Second point, la création de nouveaux services à destination des citoyens et des autres publics (touristes, professionnels…) à travers la diffusion d'applications sur le web ou sur smartphones. Quelques collectivités, après avoir lancé des concours ou des appels à projets (Aquitaine, Montpellier, Rennes, Saône et Loire), ont obtenu des résultats. La ville de Rennes présente une vingtaine d'applications sur son site, la Saône-et-Loire en compte aujourd'hui une quinzaine, Bordeaux huit. Mais dans l'ensemble, à quelques exceptions près, Handimap (Rennes), "parking direct" ou "Bordeaux on live" - des applications d'aide au déplacement en temps réel -, ou encore les applications touristiques primées par le conseil général de Saône-et-Loire, le résultat demeure relativement décevant.
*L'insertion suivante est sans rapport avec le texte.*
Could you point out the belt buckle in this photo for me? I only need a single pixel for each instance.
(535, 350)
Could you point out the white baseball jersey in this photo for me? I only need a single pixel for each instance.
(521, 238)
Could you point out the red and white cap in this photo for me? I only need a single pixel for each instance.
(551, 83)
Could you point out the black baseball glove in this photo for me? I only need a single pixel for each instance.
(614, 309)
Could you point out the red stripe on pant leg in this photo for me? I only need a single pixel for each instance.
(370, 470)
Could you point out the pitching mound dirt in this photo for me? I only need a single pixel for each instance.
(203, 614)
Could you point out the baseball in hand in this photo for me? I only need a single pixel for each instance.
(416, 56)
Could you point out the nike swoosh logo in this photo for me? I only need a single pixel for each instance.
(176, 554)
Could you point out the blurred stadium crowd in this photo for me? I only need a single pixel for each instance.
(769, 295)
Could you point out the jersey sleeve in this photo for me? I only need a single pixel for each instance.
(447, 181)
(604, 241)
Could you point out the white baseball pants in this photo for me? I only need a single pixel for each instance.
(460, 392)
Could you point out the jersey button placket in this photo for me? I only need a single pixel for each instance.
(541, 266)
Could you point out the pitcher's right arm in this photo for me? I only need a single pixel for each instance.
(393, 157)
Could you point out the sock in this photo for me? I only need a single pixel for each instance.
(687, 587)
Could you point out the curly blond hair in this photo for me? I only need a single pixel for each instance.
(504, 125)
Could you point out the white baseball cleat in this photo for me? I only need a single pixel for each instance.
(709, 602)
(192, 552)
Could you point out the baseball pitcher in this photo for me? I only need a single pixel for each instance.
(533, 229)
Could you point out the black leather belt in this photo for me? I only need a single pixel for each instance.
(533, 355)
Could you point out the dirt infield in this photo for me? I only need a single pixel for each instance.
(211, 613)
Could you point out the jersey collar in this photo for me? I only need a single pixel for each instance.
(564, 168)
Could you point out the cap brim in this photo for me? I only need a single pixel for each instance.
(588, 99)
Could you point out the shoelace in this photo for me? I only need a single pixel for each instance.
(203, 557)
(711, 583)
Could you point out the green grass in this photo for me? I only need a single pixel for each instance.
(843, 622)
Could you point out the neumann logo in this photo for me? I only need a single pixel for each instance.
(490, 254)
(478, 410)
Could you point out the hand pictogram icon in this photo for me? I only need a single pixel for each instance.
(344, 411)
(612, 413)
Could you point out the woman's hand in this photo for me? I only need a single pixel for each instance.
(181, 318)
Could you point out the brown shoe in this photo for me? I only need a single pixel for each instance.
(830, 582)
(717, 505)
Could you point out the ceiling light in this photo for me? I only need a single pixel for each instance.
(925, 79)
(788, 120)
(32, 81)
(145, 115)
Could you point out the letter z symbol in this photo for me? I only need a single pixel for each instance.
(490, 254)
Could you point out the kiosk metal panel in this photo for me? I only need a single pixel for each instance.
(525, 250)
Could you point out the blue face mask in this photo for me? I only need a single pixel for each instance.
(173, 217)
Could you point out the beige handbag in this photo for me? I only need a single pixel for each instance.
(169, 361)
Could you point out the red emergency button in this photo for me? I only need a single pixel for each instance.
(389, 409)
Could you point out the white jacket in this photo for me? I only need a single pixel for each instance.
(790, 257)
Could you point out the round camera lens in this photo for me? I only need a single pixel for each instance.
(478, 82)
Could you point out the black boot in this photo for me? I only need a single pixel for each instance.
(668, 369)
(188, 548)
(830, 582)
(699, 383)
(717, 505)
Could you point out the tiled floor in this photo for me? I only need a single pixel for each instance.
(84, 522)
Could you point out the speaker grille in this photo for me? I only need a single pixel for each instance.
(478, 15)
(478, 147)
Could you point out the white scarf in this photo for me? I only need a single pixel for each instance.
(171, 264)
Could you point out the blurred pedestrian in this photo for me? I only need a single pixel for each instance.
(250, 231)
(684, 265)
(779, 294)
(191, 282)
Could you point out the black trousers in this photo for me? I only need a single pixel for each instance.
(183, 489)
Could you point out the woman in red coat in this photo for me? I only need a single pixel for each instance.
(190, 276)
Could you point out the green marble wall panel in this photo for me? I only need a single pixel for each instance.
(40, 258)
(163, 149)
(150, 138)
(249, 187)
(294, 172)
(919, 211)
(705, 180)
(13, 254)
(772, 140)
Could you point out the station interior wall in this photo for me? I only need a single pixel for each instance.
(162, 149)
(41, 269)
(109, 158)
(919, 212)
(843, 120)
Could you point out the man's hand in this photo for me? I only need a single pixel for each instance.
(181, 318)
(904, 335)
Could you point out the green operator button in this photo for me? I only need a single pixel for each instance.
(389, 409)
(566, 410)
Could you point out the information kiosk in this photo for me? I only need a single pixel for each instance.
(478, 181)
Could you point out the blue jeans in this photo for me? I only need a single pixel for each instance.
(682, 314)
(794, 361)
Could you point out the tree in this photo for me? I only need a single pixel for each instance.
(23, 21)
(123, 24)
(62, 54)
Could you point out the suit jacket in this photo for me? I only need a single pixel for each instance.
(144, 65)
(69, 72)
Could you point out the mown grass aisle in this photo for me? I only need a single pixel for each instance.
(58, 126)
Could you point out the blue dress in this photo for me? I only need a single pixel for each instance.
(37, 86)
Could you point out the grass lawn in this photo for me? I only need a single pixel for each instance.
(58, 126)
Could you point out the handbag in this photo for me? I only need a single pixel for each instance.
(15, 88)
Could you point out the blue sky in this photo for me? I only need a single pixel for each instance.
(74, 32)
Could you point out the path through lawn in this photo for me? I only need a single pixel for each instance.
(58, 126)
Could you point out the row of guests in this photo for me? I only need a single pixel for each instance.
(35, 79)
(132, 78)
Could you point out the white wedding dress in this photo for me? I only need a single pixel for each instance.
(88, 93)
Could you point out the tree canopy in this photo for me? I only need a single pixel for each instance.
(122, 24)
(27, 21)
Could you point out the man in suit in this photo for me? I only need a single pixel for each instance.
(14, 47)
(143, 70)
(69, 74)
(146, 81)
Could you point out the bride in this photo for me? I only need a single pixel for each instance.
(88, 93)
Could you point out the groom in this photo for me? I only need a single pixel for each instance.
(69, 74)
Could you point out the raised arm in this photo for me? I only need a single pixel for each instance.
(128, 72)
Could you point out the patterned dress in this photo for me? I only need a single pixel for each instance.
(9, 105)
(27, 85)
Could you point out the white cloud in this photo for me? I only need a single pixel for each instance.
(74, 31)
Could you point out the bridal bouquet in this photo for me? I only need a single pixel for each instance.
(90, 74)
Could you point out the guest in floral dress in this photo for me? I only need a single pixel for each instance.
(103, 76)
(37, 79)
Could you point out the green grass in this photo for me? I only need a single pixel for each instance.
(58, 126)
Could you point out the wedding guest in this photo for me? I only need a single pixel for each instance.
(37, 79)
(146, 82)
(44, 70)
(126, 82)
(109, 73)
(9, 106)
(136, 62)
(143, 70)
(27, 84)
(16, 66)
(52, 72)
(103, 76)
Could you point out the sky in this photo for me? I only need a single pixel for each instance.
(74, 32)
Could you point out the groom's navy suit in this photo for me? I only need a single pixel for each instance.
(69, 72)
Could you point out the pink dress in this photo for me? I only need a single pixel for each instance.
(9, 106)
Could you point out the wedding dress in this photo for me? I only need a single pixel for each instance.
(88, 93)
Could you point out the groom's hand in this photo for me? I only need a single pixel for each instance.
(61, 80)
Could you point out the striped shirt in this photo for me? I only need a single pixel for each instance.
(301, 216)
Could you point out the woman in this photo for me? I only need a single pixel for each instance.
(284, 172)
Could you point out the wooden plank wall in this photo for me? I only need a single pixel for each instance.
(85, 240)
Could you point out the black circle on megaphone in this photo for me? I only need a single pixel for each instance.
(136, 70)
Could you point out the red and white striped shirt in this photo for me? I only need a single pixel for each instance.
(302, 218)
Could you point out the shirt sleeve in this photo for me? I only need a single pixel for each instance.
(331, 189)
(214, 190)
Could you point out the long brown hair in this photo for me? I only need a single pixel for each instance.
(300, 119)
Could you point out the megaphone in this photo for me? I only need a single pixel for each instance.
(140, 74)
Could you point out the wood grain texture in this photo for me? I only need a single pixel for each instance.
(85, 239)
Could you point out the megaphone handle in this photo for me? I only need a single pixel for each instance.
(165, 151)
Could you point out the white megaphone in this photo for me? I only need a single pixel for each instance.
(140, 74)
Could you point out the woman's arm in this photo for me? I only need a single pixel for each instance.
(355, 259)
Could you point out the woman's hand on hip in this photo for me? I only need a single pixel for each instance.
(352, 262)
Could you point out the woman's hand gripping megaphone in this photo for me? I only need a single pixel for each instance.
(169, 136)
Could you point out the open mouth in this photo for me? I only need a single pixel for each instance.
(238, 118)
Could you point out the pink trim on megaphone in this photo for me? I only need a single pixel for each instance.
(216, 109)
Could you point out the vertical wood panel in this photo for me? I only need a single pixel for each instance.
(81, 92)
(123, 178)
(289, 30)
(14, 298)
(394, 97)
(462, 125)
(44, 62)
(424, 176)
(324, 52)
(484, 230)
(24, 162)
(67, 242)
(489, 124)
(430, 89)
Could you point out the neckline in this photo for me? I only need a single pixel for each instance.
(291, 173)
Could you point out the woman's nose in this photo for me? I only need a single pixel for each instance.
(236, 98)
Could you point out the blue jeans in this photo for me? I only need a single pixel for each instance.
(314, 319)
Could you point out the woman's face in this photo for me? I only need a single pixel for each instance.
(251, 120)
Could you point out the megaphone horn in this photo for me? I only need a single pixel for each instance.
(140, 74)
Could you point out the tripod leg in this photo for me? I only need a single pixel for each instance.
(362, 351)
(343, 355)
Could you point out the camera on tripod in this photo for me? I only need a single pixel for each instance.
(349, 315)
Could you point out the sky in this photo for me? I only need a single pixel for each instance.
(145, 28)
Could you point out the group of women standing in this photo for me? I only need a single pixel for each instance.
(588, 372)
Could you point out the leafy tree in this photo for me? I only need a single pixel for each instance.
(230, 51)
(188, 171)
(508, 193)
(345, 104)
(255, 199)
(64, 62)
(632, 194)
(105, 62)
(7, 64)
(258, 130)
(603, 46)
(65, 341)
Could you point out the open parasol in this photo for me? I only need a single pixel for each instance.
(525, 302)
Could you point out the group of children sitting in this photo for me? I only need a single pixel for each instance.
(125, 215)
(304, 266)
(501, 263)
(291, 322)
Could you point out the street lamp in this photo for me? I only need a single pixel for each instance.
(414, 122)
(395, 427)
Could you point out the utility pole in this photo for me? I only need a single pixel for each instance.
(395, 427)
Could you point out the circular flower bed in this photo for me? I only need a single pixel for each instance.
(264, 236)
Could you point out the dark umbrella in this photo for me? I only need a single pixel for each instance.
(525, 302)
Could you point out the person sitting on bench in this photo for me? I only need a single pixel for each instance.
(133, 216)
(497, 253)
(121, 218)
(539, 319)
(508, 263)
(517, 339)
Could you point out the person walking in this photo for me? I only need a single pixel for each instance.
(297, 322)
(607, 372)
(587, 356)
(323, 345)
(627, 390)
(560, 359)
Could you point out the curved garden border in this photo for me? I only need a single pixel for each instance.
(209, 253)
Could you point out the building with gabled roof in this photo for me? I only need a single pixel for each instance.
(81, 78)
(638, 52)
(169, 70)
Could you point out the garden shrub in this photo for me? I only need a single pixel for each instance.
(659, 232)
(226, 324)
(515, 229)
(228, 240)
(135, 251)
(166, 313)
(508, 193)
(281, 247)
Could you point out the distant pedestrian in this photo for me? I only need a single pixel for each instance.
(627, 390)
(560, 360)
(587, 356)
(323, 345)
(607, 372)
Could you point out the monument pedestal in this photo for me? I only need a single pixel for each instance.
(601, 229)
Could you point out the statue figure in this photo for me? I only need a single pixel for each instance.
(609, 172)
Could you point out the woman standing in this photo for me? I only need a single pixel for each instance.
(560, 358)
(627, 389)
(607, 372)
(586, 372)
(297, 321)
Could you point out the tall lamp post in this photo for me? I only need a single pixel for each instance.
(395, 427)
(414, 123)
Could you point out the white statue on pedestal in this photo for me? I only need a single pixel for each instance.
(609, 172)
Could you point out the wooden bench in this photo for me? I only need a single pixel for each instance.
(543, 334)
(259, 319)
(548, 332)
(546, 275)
Les applications sont souvent redondantes (à Rennes, 10 applications sur 18 concernent les transports) et il n'existe aucune statistique publique d'audience sur l'usage de ces nouveaux services.
Troisième axe : le développement économique généré par l'activité dont devraient bénéficier les entreprises locales de technologie.  Ce dernier point est conforme au précédent. Le faible résultat des retombées n'efface pas pour autant le potentiel existant. Mais lorsque la Commission européenne avance le chiffre macro-économique de 27 milliards d'euros de retombées économiques pour l'Europe, la prévision se situe dans une réalité encore  lointaine par rapport au contexte actuel…

L'Open Data ne tient pas encore toutes ses promesses

L'Open Data doit donc poursuivre sa construction. La création d'une nouvelle dynamique économique repose sur la diffusion d'une culture de l'information au niveau des producteurs (les administrations) et des utilisateurs (les entreprises, les citoyens) qui n'existe pas encore. Les questions d'échelles sont également déterminantes. Un éditeur sera par exemple plus tenté d'investir dans le développement d'une application transport s'il a l'assurance de pouvoir diffuser sur les principales villes de France. Le secteur touristique est également sensible à ces questions de territoire. Il parait difficile en effet d'imposer au vacancier une douzaine d'applications différentes à consulter pour visiter une région... Par ailleurs, l'exploitation des données libérées localement repose sur des outils de datavisualisation accessibles, ergonomiques et utilisables par tous qui n'existent pas au niveau des portails, à de rares exceptions près. Cela suppose également de gros moyens financiers et sans doute aussi une mutualisation des efforts au niveau national.

Une coordination nationale pour mutualiser et consolider les données...

Ce diagnostic réaliste a conduit les collectivités initiatrices de projets à se réunir de manière informelle début février à Paris pour structurer, harmoniser, mutualiser leur action et mettre ainsi "un peu d'ordre dans le millefeuille des données publiques". Objectif : construire des ensembles pertinents, à la bonne échelle, afin de motiver plus fortement les publics susceptibles de réutiliser les données (acteurs privés, associatifs). Les travaux réalisés ont déjà conduit à la publication d'une norme de catalogage des données publiques afin de constituer un outil de référencement national. D'autres projets sont en cours sur le recensement des applications, des bonnes pratiques et sur la création d'un observatoire de l'Open Data. Mais pour réussir, une coopération plus étroite entre l'Etat et les territoires, déjà esquissée,  semble nécessaire. Coopération si possible assortie de moyens financiers car, en la matière, le bénévolat ne suffira probablement pas.